Segundo  Thiago Reis,  gerente de comunicação do QuintoAndar, a diferença de preço revela a transformação no conceito de moradia na cidade de São Paulo.  “Para muitos, um espaço menor, mas bem localizado, vale muito mais do que um apartamento maior e mais afastado. A demanda do paulistano por imóveis compactos e funcionais tem elevado de forma consistente o preço, especialmente em regiões próximas a polos de emprego e com acesso facilitado ao transporte”, afirma. (..)”

*

Com todo respeito, não creio tratar-se, aqui, da “transformação do conceito de moradia em São Paulo”. 

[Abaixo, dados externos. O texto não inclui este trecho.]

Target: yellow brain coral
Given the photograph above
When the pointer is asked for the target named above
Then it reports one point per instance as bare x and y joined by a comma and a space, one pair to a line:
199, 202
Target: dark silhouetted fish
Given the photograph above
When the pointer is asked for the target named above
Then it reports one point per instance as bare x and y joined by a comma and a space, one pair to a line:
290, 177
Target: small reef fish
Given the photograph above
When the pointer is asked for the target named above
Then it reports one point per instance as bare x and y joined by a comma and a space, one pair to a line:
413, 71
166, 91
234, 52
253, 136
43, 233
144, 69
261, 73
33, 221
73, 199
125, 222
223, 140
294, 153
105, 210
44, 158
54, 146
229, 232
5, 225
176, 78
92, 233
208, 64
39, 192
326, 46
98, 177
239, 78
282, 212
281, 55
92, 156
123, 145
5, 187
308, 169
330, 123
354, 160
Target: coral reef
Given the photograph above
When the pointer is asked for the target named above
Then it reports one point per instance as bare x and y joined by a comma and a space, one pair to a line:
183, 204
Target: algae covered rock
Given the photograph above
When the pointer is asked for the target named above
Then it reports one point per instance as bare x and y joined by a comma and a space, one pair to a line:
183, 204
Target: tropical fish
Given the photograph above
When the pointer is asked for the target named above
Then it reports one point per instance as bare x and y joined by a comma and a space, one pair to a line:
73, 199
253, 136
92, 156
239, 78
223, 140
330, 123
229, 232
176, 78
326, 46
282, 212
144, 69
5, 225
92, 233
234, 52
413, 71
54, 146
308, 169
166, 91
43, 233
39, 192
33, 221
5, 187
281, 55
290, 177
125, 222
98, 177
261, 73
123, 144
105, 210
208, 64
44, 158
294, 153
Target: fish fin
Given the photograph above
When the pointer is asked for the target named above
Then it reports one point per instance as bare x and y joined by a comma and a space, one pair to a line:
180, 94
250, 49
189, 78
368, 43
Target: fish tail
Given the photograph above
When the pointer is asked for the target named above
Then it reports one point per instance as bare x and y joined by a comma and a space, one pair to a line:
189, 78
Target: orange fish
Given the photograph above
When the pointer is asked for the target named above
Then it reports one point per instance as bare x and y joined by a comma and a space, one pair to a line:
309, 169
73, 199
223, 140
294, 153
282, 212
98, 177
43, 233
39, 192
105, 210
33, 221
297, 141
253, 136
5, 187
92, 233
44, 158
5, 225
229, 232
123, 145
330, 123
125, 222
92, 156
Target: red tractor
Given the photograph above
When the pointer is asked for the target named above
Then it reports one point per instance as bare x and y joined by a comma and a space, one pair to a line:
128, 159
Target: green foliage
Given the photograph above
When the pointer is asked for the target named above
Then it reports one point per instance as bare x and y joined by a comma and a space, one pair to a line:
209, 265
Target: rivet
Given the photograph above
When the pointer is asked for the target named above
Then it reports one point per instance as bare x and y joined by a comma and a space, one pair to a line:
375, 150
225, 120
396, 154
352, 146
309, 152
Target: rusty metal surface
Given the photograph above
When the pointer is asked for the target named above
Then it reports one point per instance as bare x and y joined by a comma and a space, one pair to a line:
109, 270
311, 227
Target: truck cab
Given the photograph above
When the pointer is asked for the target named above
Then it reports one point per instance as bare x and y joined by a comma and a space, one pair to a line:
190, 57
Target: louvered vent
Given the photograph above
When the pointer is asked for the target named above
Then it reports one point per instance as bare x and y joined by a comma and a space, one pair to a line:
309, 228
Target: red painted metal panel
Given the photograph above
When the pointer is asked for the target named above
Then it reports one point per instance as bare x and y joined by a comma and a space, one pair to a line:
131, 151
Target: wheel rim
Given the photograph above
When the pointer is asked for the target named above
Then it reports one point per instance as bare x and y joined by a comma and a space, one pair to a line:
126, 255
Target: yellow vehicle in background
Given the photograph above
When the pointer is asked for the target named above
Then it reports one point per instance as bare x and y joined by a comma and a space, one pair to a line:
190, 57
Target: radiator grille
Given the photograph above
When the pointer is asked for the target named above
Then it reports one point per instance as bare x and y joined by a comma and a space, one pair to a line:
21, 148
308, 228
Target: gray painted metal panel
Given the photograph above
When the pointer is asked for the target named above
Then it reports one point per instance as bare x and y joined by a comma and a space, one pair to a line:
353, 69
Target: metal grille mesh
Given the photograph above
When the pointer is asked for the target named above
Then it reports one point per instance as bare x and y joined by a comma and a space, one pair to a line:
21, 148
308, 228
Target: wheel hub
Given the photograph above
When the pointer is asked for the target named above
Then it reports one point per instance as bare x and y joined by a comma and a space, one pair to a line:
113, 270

Já faz pelo menos um século e meio que, para significativos contingentes das populações urbanas de todo o mundo e por motivos de economia doméstica, “um espaço menor, mas localizado em regiões próximas a polos de emprego e com acesso facilitado ao transporte, vale muito mais do que um apartamento maior e mais afastado”. 

A propósito, nunca é demais lembrar a célebre passagem de Mumford:

(..) Lo que las compañías navieras descubrieron en el siglo xix, con su explotación de los pasajeros de proa, ya lo habían descubierto mucho antes los propietarios de terrenos: las ganancias máximas no se obtenían facilitando comodidades de primera clase para los que podían pagarlas a buen precio, sino hacinando en tugurios a aquellos cuyos peniques eran más escasos que las libras para un rico. (..)” MUMFORD Lewis [1961], La Ciudad em la Historia. Logroño: Pepitas de Calabaza Ed 2012, p. 695

A regra geral é: quanto menor a unidade, maior é a proporção do aluguel / preço derivada do direito ao solo-localização, que, salvo situações excepcionais, tem, ao contrário da benfeitoria, a prodigiosa capacidade de valorizar-se com a passagem do tempo, e tanto mais quanto maior e mais rica é a metrópole e mais privilegiada a localização.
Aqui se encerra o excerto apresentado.